In a new opinion piece for Music Week, Talwar highlights the changes in the overall industry landscape between the present day and 2016, when the survey was first launched. However, he stresses the need for more support across the business.
Among the findings of last year's edition was the revelation that people who identified as Black or Black British represented 12.6% of the workforce at Entry Level, but only 6.4% at Senior Level, while those who identified as White accounted for 65.4% at Entry Level and 80.1% at Senior Level.
"We are all diverse in some way, which is why we need everyone to contribute," Talwar writes. "We need to hear your voices. It’s not just a box ticking exercise."
Read Ammo Talwar's piece in full below:
UK Music launched its Workforce Diversity Survey back in 2016, driven by its newly formed Diversity Taskforce, led by the formidable Keith Harris.
They say the past is another country; certainly, those were different days. There was no pandemic, no Partygate and no Genshin Impact. Instead, there was the EU referendum, the US elections and Pokémon Go. We lost David Bowie and Prince and have since found the likes of Bugzy Malone and Dua Lipa.
The focus around diversity in the music industry had been on the performers themselves; this new survey was our first opportunity to really connect with the thousands of people working behind the scenes.
UK Music now has six years of data measuring the music industry's workforce diversity. But what good is it doing us?
The Ten-Point Plan – a considered, cohesive approach to strategic action launched in 2020 – was only possible by analysis of data trends revealed by the survey. With UK Music's members (including AIM, BPI, FAC, Ivors Academy, MMF, MPA, MPG, Musicians’ Union, PPL and PRS For Music) all behind it, we are helping to shape a newer, better, more equitable and ultimately stronger music industry.
2020 was also the year the pandemic hit and George Floyd was murdered; pausing the industry for Black Out Tuesday and socially distancing us throughout lockdown. Change was – and is – in the air.

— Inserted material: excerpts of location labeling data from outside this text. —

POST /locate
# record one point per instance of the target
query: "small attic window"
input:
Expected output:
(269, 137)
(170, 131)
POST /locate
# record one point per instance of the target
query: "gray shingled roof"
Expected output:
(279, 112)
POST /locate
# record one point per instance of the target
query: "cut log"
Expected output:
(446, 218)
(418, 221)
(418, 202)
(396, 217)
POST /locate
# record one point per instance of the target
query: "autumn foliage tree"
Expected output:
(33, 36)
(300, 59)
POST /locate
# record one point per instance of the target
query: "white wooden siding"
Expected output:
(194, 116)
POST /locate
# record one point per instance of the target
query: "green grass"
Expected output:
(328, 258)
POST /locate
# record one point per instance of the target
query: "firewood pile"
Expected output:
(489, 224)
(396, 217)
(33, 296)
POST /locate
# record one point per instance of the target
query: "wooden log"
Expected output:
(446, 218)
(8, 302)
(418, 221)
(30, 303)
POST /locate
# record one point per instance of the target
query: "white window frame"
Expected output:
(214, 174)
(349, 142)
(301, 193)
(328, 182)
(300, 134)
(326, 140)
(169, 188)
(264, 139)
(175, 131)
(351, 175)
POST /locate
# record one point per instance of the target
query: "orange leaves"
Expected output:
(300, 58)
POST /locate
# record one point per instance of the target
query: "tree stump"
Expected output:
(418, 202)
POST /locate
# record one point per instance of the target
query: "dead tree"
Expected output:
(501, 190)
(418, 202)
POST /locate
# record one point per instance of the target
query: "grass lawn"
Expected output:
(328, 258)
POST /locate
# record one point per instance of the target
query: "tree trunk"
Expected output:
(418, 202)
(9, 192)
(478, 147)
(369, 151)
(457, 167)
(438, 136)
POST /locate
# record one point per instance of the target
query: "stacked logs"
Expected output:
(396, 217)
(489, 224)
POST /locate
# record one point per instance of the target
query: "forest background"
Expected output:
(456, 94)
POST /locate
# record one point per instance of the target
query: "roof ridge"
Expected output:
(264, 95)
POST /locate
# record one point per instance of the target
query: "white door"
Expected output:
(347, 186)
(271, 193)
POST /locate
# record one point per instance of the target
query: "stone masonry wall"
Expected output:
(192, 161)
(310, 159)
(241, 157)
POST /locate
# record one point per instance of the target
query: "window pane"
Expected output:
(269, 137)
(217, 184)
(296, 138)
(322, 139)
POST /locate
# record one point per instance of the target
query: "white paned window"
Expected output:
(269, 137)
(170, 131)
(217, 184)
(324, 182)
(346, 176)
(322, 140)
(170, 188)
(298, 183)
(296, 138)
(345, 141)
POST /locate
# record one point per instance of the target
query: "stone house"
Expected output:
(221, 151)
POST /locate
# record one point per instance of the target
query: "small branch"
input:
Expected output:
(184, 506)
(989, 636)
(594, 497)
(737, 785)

How do I know? As well as being the chair of the Diversity Taskforce, I’m CEO of PUNCH in Birmingham. I see the challenges and changes for equity, diversity and inclusion in my hometown. Artists like Mist, Lady Leshurr, Jaykae and Millionz have amplified the city's contemporary voice, moving the dial so youngsters like Sipho and Indigo Marshall can be heard more easily. Peaky Blinders has brought our swaggering street life to a global audience, pushing aside anyone who had always been ashamed of Brum's history as a working class melting pot. It's also the home to the new and cool creative spaces being shaped by our industry ones to watch, such as Meta’s Sade Omojowo and rising A&R Muna Ruumi.
However, we now need to ensurethat the Ten-Point Plan commitment is consistent and spread throughout the industry – from businesses in live, recorded, publishing, to representatives like managers, lawyers and accountants. We also need this to be the case across the whole of the UK, so we are – dare I say the word – levelling up.

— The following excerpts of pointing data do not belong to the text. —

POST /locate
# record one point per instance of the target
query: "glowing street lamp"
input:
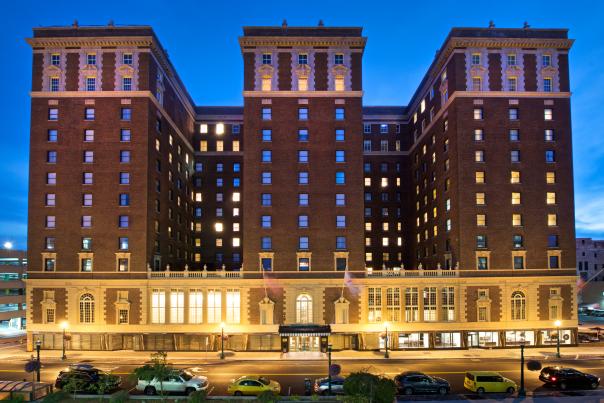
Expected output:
(386, 324)
(64, 325)
(222, 341)
(558, 324)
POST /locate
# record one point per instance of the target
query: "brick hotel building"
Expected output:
(302, 217)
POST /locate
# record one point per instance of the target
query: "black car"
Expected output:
(410, 383)
(322, 386)
(565, 378)
(86, 379)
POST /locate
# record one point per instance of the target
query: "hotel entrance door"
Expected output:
(303, 343)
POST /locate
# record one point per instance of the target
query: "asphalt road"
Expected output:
(291, 374)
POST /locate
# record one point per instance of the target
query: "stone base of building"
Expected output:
(201, 342)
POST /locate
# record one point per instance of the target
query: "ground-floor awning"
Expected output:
(304, 330)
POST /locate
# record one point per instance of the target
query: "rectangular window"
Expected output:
(53, 114)
(267, 113)
(266, 199)
(266, 243)
(233, 306)
(127, 83)
(302, 113)
(374, 304)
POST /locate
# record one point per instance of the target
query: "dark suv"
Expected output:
(86, 378)
(568, 378)
(410, 383)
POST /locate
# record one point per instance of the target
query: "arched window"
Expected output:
(87, 308)
(518, 306)
(304, 309)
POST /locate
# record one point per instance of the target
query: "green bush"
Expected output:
(363, 386)
(198, 396)
(56, 397)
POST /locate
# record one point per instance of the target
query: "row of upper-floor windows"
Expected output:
(303, 113)
(91, 59)
(91, 84)
(512, 59)
(338, 58)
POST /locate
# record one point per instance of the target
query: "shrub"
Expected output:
(369, 387)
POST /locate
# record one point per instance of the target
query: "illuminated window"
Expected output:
(515, 177)
(479, 176)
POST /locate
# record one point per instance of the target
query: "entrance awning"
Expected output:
(304, 330)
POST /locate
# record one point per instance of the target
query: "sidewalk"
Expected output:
(17, 353)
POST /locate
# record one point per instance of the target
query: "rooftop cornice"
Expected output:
(301, 41)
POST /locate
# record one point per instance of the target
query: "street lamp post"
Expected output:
(64, 326)
(329, 369)
(222, 341)
(38, 345)
(386, 355)
(558, 324)
(521, 391)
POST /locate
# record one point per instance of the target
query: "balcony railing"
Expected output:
(195, 274)
(411, 273)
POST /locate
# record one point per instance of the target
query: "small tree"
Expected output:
(364, 386)
(158, 369)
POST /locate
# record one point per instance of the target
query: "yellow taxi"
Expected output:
(488, 381)
(252, 386)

We are helping to shape a newer, better, more equitable and ultimately stronger music industry
As 2022 rolls on, we almost won Eurovision, ABBA are back, and Knucks is on the verge of stardom – and we’ve launched the fourth UK Music Workforce Diversity Survey.
The survey means we’ll have seven years’ worth of data measuring the music industry workforce diversity. Tracking this information is vital because the more data we collect the clearer patterns emerge and the greater understanding we have of the make-up of the industry – more importantly it shows us where to put energy and resources.
This is why we need everyone to get behind this campaign. We are all diverse in some way, which is why we need everyone to contribute. We need to hear your voices. It’s not just a box ticking exercise – we want to gather qualitative data that gives people a chance to share their stories and lived experiences.
By delving deeper into our industry to gain a greater understanding of the experiences, we will be able to build a better knowledge of the needs of our workforce and how we can make it more inclusive for all, especially those with protected characteristics and from low socioeconomic backgrounds.
This survey data will help inform the work of the UK Music Diversity Taskforce and UK Music, who will produce a report on the findings of the survey.
Let’s not let the lessons we learned since 2016 about building a better music industry for everyone be sidelined, especially now that life for many has returned to ‘normal’. Normal is outdated. We want something different. Help us do this by filling out the UK Music Workforce Diversity Survey.